= Rabbi Bana'ah =

R. Bana'ah (בנאה; or R. Benaiah, בניה, both derived from the word בניה, Benaia ('bniya'), lit. construction or building; was a rabbi who lived in the early 3rd century, during the intermediate period between the Tannaim and the Amoraim.

==Biography==
His description of the speech in his place of origin suggests he may have come from outside the Land of Israel.

Bannaah apparently lived in Tiberias, and his pupils included Johanan ben Nappaha.

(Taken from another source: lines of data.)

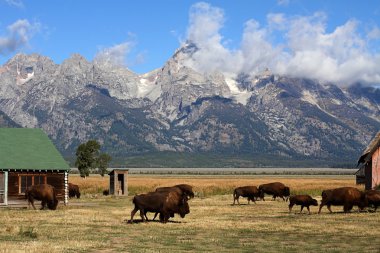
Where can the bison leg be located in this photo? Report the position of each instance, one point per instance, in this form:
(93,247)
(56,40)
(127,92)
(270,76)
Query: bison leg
(43,204)
(31,201)
(320,207)
(133,213)
(290,207)
(347,208)
(146,217)
(142,213)
(155,215)
(329,207)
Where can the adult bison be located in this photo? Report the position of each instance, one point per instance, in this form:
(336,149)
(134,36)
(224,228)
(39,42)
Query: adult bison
(250,192)
(373,198)
(43,192)
(343,196)
(166,203)
(302,200)
(74,191)
(276,189)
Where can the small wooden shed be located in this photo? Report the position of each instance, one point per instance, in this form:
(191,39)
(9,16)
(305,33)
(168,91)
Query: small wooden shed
(369,162)
(119,182)
(28,157)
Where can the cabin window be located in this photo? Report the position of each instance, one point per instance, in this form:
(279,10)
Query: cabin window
(30,179)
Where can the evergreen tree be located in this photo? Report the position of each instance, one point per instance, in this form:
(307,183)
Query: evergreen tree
(103,161)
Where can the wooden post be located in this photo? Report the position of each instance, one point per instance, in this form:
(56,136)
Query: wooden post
(6,188)
(66,198)
(126,183)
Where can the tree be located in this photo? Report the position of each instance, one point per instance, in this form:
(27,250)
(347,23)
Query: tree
(103,161)
(87,157)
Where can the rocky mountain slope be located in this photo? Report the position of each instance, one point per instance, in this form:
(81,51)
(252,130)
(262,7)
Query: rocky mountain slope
(178,109)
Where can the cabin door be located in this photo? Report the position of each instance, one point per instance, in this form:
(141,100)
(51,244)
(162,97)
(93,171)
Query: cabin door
(2,188)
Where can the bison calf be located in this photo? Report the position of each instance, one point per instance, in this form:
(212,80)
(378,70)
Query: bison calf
(250,192)
(373,198)
(343,196)
(43,192)
(302,200)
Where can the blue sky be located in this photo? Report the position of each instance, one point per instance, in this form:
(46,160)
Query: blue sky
(143,34)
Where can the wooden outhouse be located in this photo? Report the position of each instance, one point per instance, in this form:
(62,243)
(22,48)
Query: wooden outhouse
(119,182)
(369,162)
(28,157)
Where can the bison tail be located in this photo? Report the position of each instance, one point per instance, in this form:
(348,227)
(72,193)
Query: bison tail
(286,191)
(55,200)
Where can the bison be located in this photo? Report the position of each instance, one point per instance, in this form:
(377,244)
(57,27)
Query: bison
(182,189)
(250,192)
(343,196)
(74,191)
(373,198)
(302,200)
(276,189)
(43,192)
(166,203)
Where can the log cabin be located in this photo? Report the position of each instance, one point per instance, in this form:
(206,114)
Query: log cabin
(369,162)
(28,157)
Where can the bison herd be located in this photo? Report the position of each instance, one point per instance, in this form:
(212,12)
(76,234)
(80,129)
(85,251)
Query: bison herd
(168,201)
(343,196)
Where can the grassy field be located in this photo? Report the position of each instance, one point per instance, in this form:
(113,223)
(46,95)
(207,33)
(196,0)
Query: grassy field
(96,223)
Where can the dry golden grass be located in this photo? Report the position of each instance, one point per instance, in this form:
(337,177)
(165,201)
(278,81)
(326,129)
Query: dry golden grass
(97,223)
(215,185)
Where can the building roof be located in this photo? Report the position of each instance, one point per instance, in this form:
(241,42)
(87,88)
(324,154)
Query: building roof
(28,149)
(368,152)
(119,170)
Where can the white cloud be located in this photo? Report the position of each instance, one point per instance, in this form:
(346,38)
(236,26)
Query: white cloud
(115,55)
(374,34)
(19,34)
(16,3)
(283,2)
(305,47)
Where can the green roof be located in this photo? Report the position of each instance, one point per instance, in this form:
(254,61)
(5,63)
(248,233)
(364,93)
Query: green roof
(28,149)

The following story is told: "Bannaah was in the habit of marking tombs, in order that persons might guard themselves against ritual impurity. Once he arrived at the Cave of the Patriarchs. At the entrance he found Eliezer (Abraham's servant) and, being announced by him, then entered. When Bannaah endeavored to view the grave of Adam, which was situated in the same cave, a voice came from heaven, saying: 'You may look upon the image of My image [Jacob], but not upon My direct image [Adam].' But Bannaah had already seen the soles of Adam's feet, which were similar to two suns."

==Teachings==
Not much of a halakhic nature from him has been preserved; but he is distinguished as one of the great aggadists of his time.

===Halacha===
Regarding Bannaah's relation to Judah haNasi, the following utterance is characteristic: "Man should ever penetrate deep into the study of the Mishnah; for if he knock it will be opened to him, be it the Talmud [= halakhah] or the aggadah". Bannaah therefore belongs to the few of the semi-tannaim who fully acknowledged the value in Judah's collection of the Mishnah, regarding it as a progressive step in the development of the tannaitic literature.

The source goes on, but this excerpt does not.